Sonny Boy Terry
Ever since Sonny Boy Williamson and Little Walter entered the scene in the early '50s, the harmonica has been synonymous with the blues. In the hands of a good musician, this crude little instrument is capable of earthiness, grit and a surprising sophistication. The good blues harp players use it like a horn to carry a melody, and to produce aggressive, virtuosic solos.
In terms of tone and technique, Son Boy Terry is the best harmonica player in Houston. He's been playing the blues in town since the late '80s; he has paid his dues over much of the last decade in the Joe "Guitar" Hughes band and as president of the Houston Blues Society.

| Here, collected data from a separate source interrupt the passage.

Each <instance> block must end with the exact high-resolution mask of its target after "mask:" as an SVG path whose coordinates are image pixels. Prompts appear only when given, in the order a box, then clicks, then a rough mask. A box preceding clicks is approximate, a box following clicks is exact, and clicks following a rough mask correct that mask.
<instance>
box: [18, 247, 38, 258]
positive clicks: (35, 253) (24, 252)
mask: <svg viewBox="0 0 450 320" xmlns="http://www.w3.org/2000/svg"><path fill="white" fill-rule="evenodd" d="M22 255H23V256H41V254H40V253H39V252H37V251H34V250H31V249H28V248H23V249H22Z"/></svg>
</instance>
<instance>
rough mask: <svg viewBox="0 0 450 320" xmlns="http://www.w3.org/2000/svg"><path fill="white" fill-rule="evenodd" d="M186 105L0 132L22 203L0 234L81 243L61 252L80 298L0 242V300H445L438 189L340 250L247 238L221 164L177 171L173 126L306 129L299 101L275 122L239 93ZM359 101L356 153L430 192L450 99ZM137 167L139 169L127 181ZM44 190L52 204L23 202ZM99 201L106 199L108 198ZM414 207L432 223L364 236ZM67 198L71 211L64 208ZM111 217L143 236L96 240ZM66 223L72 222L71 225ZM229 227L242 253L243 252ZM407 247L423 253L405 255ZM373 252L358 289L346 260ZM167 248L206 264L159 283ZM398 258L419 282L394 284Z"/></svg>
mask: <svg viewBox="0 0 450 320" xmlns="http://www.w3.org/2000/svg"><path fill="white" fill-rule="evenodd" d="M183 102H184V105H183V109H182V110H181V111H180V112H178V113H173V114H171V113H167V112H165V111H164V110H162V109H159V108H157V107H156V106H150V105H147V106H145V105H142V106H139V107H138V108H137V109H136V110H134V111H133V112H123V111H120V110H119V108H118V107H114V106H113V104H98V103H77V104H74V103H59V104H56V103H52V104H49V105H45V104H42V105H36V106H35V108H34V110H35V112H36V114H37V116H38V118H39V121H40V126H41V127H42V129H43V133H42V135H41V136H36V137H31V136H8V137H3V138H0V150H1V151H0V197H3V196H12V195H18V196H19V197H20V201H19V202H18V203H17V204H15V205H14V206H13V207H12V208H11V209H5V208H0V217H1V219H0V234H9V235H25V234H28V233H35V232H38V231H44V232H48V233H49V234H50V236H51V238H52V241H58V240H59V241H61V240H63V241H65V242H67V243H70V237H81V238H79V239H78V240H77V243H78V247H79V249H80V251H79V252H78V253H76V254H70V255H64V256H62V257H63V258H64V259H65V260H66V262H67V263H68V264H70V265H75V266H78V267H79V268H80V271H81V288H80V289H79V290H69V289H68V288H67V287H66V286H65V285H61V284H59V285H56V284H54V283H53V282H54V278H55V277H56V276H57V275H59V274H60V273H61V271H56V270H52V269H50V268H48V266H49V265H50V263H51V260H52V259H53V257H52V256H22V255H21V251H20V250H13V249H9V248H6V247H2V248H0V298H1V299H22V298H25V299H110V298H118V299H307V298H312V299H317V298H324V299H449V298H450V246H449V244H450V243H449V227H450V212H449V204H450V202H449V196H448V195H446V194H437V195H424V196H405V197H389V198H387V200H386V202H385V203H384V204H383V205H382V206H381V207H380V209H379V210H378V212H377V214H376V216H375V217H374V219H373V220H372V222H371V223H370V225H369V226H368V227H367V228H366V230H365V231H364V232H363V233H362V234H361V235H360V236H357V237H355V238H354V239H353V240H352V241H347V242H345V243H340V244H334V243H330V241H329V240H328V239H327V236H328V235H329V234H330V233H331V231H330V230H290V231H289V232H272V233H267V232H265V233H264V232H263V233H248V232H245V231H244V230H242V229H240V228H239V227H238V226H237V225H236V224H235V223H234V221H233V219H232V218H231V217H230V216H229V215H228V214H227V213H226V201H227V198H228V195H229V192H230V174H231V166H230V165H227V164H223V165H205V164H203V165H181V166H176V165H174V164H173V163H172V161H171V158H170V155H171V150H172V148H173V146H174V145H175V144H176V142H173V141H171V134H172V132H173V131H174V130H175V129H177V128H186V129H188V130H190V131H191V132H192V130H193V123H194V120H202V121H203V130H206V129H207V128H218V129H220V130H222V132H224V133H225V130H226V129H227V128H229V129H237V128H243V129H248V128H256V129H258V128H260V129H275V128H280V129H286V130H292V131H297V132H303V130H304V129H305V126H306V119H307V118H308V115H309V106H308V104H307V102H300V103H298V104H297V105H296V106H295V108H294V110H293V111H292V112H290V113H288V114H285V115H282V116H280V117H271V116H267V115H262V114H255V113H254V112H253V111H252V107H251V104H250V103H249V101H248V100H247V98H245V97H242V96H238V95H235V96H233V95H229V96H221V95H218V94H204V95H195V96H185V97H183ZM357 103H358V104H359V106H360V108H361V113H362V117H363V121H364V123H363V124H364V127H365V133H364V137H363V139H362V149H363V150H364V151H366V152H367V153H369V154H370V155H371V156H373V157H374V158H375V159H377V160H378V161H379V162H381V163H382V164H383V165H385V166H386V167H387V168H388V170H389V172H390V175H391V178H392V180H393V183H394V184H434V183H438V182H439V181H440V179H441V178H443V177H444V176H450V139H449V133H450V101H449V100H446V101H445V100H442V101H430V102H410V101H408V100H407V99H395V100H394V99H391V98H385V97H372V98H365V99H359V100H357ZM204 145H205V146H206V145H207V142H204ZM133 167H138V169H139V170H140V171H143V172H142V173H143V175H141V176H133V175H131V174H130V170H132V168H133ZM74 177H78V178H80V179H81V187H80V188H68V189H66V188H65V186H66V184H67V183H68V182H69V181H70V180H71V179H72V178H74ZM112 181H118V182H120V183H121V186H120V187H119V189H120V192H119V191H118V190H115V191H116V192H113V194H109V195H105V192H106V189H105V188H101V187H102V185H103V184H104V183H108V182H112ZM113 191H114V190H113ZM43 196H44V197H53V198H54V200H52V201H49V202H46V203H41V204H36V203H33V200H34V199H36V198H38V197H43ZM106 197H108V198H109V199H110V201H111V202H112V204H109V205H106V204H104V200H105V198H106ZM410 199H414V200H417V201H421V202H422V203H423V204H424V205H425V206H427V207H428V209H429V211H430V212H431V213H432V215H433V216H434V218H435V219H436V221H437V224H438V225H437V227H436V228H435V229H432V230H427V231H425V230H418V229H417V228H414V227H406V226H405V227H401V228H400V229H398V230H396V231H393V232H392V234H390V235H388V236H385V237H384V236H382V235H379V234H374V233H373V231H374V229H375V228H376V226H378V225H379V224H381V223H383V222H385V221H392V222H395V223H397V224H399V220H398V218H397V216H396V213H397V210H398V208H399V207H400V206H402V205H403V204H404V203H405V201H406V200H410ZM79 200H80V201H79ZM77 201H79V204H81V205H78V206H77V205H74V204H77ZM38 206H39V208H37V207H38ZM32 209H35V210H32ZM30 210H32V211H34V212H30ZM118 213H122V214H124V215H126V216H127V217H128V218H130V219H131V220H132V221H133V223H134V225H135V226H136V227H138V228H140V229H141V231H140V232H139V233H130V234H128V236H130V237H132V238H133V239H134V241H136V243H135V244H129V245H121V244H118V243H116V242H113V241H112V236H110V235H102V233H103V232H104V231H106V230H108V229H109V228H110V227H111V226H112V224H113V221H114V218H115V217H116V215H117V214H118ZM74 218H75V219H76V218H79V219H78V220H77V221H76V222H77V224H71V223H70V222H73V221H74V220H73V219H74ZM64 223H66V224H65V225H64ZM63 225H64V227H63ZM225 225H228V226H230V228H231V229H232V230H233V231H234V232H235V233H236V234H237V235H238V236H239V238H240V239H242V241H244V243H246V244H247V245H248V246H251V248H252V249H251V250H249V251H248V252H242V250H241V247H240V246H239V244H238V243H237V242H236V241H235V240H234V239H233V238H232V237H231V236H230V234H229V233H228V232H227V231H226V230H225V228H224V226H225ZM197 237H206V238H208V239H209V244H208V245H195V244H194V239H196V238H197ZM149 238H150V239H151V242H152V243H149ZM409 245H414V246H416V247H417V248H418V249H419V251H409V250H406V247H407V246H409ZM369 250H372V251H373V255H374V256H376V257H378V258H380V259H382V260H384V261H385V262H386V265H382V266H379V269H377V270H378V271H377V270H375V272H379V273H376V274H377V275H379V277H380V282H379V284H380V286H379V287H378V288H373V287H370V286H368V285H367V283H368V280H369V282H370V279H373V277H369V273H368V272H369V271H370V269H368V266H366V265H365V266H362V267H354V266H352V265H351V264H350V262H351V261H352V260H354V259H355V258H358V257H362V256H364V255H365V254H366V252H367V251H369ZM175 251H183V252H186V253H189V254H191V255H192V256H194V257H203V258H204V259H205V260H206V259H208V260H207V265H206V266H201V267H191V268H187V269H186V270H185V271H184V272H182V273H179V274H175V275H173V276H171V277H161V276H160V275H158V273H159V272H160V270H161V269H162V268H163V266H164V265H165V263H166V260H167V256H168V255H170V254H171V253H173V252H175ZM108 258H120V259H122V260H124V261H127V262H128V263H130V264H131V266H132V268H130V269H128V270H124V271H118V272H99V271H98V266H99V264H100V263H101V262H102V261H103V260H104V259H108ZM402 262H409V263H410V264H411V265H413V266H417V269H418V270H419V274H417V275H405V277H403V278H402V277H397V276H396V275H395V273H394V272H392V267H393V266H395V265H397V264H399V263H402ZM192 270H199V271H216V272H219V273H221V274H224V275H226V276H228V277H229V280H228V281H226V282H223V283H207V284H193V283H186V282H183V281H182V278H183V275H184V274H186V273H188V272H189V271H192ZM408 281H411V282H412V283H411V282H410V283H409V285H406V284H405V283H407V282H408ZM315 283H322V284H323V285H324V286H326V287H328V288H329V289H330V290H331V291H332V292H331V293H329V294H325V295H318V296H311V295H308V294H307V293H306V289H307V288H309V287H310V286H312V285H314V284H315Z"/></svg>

Breakfast Dance, Terry's first CD as a leader, explodes with fully matured ideas. There's the brooding slow burn of "Laundromat Blues," on which Hughes adds an expressive solo to Sonny Boy's melancholy, articulate harp. Another outstanding cut is "Jangle, Jangle (Down Mexico Way)," a mid-tempo Ashton Savoy tune that marries the blues to an eccentric Gulf Coast rhythm. "Business Man" is a classic Chicago blues number that Terry handles with a light touch, while "Take Your Time" benefits from vibraphonist Harry Sheppard's supple and lush tone.
At this point in his career, Terry's vocals essentially are limited to a mid-range. In purely vocal terms, the album's best cut is the aforementioned "Jangle Jangle," on which Terry shares the singing chores with Allison Fisher. That said, let us remember that most of the great blues vocalists favored intensity over pretty technique. Fisher is just one of many notable Houston musicians who appear on Breakfast Dance, but the whole project is anchored by bassist Benny Brasket and drummer Kevin "Snit" Fitzpatrick (formerly with the Hollisters). They give the group a tight sound and a highly rhythmic attack.
Breakfast Dance is a self-released album that sounds like it comes from a major independent label.